One night a thief stole the camel. For us looking at camels there is not much difference between them, but people of those days could tell the difference fairly well, and the man who had owned the camel looked throughout the village until he found his camel. He then accused the thief of stealing it, at which the thief replied that that was ridiculous as it was his own camel.

So they argued like this for a long time until they were almost coming to blows, then a third person said to them, 'You had better go to the judge and see what he has to say.' The man who had stolen the camel thought, 'Nobody can prove this is not my camel. The only being who could say anything about it would be the camel itself, and it cannot talk, so I am pretty safe.'

They went to the judge, and after the judge had heard both men speak he finally said, 'The only thing I can think about this is that the real owner of the camel should understand something special about this animal, which the other man would not know.' He asked the thief, 'Do you know anything special?' and he replied, 'No, there is nothing special about the camel. It is just a camel, as far as I am concerned.'

The real owner said, 'I know something special, but the camel would have to be killed to find out. This particular camel has three black spots in its heart.' The judge thought about this, then said, 'Well that is a very difficult sign to prove, but you know what you say, and if you are speaking the truth we have to kill the camel. If we kill it and that sign is not there, you will be the guilty one for killing the camel.'

The real owner, who was a very kind and simple type of man, said, 'I will leave it to you.
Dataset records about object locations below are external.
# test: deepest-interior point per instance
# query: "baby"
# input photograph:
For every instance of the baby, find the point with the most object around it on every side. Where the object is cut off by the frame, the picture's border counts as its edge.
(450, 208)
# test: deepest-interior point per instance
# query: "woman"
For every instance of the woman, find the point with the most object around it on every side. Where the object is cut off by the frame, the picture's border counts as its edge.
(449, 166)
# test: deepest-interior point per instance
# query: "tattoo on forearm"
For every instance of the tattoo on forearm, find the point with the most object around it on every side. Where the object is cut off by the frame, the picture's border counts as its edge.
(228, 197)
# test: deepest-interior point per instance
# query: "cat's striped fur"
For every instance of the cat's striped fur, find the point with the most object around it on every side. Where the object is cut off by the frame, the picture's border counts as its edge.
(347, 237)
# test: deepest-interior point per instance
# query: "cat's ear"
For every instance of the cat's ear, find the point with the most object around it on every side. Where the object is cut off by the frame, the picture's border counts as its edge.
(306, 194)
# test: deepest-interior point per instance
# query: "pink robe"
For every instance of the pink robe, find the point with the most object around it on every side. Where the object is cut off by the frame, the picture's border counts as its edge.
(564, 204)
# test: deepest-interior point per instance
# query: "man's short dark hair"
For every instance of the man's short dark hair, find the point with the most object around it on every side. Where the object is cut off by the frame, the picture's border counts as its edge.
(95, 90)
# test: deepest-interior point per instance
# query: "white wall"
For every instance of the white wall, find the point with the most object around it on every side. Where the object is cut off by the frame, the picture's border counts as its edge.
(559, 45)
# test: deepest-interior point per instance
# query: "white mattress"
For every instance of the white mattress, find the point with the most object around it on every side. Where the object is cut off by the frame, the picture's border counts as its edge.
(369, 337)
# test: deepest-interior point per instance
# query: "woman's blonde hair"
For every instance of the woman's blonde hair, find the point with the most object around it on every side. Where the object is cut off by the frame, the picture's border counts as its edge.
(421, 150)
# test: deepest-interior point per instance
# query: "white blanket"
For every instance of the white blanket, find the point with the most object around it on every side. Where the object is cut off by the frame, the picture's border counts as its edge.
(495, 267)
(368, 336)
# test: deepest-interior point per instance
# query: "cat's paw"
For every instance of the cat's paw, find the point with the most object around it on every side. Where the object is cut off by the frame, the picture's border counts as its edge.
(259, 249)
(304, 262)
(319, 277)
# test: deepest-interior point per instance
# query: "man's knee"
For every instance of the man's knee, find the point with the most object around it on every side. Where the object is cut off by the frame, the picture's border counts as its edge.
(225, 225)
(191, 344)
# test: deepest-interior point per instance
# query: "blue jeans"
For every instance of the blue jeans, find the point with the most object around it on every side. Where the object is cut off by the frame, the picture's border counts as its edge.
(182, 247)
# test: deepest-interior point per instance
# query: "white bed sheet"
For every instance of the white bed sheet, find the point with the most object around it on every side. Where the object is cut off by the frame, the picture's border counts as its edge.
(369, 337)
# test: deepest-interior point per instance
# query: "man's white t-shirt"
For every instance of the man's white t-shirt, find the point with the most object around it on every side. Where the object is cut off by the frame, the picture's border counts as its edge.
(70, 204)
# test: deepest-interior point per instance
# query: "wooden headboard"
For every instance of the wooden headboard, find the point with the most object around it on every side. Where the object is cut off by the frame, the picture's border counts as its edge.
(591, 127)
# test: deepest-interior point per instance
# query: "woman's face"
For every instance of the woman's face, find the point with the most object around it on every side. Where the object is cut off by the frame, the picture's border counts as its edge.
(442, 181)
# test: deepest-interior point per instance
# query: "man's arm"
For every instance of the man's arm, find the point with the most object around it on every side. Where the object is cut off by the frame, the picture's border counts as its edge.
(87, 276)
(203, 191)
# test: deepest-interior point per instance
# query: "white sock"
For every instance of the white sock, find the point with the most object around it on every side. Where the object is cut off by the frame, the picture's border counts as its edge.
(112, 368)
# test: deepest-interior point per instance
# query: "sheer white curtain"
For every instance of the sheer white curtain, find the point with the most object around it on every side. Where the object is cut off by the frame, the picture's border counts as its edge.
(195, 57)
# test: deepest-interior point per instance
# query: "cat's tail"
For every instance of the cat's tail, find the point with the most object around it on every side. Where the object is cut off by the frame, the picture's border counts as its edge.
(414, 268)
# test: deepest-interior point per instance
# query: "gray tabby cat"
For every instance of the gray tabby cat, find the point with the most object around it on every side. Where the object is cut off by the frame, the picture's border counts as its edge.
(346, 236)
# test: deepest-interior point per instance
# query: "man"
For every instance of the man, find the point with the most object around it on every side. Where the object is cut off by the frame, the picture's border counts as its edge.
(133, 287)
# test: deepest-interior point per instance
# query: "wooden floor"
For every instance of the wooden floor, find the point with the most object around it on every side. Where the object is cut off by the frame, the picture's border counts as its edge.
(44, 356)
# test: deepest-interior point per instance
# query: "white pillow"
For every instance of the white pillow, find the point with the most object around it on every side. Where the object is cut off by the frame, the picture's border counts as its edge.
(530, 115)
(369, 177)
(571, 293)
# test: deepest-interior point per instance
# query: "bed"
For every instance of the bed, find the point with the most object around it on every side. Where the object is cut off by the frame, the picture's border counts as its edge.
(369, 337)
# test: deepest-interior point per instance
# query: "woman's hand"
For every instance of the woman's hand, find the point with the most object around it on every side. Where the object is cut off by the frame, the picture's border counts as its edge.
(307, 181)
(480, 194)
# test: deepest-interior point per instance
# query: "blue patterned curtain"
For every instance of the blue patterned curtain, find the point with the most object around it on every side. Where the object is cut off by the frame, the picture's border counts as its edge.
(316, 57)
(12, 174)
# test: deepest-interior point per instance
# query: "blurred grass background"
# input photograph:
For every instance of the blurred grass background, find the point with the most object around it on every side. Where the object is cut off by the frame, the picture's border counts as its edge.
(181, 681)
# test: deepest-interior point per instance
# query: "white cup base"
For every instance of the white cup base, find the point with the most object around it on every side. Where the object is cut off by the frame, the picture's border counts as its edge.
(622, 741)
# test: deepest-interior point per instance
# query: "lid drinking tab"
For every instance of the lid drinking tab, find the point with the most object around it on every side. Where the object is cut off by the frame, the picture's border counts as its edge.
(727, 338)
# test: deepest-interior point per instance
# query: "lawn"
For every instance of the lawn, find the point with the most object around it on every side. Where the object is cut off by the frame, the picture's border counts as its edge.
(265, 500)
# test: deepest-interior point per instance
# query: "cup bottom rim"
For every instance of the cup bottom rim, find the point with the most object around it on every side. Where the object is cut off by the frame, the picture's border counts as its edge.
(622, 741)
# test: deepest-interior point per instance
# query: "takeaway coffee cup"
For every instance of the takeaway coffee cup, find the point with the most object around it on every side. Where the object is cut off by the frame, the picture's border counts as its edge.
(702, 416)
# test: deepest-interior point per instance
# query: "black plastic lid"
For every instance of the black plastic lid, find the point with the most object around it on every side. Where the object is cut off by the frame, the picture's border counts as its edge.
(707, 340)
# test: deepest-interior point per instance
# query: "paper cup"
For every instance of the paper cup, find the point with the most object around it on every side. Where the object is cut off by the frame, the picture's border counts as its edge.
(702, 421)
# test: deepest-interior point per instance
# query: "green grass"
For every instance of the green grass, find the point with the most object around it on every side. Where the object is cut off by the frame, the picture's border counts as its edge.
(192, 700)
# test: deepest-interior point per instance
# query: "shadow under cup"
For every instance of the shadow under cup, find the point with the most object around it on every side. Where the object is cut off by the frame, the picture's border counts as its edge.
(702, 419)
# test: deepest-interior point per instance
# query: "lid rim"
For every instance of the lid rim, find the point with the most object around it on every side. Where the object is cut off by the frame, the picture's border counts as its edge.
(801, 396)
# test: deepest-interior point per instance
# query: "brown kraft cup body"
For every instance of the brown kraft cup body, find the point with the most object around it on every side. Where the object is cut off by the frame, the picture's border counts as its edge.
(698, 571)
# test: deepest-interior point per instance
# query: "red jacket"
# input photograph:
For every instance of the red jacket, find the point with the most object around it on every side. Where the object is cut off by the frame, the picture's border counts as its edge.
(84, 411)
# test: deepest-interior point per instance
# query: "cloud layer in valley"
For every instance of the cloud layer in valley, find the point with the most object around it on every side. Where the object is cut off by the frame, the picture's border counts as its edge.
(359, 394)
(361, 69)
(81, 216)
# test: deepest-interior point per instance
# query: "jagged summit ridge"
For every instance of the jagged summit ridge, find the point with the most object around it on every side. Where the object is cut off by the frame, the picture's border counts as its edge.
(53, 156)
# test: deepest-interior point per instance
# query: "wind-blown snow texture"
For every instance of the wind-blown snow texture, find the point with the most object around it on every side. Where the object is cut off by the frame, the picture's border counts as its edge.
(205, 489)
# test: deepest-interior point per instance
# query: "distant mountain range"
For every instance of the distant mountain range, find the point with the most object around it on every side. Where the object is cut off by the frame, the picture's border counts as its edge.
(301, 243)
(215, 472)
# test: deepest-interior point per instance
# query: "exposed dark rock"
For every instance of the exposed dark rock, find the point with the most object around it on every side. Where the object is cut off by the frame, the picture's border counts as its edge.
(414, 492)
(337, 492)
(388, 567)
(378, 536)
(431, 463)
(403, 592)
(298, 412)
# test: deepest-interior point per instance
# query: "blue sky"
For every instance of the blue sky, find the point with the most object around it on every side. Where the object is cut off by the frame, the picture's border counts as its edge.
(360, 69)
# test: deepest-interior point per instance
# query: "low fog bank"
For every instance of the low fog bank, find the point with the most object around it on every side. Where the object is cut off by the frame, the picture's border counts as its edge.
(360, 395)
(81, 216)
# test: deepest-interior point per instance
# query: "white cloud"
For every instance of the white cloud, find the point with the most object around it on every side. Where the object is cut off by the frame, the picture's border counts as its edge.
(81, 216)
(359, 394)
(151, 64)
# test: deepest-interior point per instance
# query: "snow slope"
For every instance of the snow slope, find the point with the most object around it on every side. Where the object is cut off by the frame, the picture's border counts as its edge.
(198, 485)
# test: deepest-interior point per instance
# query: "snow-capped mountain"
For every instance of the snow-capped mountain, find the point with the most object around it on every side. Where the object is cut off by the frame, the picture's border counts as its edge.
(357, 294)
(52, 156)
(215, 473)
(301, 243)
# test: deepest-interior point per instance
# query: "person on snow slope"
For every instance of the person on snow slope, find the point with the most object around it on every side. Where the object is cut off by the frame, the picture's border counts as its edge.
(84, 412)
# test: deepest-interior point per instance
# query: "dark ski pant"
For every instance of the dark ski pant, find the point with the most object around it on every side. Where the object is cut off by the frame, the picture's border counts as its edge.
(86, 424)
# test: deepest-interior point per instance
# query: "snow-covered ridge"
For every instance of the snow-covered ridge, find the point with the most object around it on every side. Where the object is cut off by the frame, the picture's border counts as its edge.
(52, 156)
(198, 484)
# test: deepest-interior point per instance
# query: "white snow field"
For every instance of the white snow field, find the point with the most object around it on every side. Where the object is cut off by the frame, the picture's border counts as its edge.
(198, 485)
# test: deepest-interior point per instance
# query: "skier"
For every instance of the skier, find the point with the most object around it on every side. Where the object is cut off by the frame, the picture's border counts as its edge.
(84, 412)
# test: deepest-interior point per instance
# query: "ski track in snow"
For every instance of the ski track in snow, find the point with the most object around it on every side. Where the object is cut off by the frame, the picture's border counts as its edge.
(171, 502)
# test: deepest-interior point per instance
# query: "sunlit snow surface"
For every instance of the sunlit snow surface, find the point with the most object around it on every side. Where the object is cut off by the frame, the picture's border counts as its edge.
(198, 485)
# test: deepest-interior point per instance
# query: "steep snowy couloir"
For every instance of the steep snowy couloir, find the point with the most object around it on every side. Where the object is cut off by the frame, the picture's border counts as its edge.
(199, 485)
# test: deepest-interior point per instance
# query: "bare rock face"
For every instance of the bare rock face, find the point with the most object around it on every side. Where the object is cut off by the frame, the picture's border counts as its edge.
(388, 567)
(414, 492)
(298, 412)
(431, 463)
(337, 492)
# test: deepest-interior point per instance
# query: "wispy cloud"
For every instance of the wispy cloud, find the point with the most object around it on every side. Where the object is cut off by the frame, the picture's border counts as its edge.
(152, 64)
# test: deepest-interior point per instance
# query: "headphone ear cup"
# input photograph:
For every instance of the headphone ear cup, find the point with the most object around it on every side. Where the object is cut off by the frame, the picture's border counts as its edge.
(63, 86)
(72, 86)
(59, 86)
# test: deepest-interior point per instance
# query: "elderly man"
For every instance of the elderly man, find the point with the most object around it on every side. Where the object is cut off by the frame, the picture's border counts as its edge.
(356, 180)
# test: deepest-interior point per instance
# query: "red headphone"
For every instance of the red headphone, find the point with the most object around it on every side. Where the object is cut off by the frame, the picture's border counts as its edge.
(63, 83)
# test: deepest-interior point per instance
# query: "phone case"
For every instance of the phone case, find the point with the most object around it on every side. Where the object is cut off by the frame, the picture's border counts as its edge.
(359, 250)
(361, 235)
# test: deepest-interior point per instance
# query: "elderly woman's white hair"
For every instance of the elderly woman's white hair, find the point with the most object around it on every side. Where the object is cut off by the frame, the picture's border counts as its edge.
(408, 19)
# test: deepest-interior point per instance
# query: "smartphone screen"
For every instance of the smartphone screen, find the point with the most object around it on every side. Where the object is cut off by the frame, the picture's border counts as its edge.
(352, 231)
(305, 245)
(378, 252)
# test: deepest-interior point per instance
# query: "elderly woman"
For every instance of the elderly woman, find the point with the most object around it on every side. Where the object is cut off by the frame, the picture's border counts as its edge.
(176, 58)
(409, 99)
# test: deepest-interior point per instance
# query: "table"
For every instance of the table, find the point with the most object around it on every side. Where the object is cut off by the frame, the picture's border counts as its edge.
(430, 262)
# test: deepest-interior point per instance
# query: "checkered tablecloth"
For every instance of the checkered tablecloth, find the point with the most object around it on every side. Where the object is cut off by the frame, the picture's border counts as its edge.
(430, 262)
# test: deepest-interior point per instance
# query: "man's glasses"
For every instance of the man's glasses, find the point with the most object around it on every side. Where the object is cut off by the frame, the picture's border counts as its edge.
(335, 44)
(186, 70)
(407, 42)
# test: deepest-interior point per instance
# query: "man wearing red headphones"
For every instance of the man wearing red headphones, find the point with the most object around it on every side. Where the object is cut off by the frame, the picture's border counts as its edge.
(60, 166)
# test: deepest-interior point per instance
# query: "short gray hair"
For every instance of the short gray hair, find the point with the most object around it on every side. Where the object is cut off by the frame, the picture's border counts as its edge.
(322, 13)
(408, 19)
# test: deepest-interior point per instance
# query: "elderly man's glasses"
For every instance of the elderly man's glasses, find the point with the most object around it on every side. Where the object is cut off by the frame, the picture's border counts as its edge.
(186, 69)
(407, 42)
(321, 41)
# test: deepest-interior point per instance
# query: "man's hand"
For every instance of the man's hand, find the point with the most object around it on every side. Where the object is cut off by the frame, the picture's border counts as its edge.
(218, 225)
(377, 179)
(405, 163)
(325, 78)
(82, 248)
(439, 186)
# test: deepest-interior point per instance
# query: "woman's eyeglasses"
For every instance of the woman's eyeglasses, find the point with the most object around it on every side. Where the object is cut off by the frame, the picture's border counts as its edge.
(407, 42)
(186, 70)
It is my camel and you asked me for proof which I have given you, so whatever you decide can be done.' The judge said to him, 'I cannot see how anybody could know the camel has three black spots in her heart.' 'Well I can,' replied the owner. 'I have had that camel since she was born, and I know all about her. Her mother died when she was young and so great was the pain she felt by being separated from her mother that she heaved a sigh which left a black spot in her heart. The second mark came when she lost her own foal, her young one. It died and you cannot imagine how sad she was. The third time was when she was roughly stolen from her stable by this man. I am sure that she gave a deep sigh then also, because she was very happy with me. I looked after her, but now she is going to be treated badly by this person who claims to be her master. I know her, and I see she is unhappy. Therefore when you asked me for special proof I realised these three black spots will distinguish her from any other camel. Three times in her life she has suffered deeply, and three times she has given these sighs of sorrow.'

Realising the love this man had for the camel, the judge decided he was the real owner and he should have the camel, but he said 'After she dies I want the camel examined to see if she really does have these three spots.' This was agreed to, and when the camel died it was found that what the owner had said was true. The judge was very affected by this and said to the man, 'You have taught me a very good lesson.'

The lesson is that people can suffer through love. The story also shows that we all carry special things in us. You all know how people say you look like your Mum or Dad. This is usually said about how you look on the outside but our story shows we carry looks inside as well.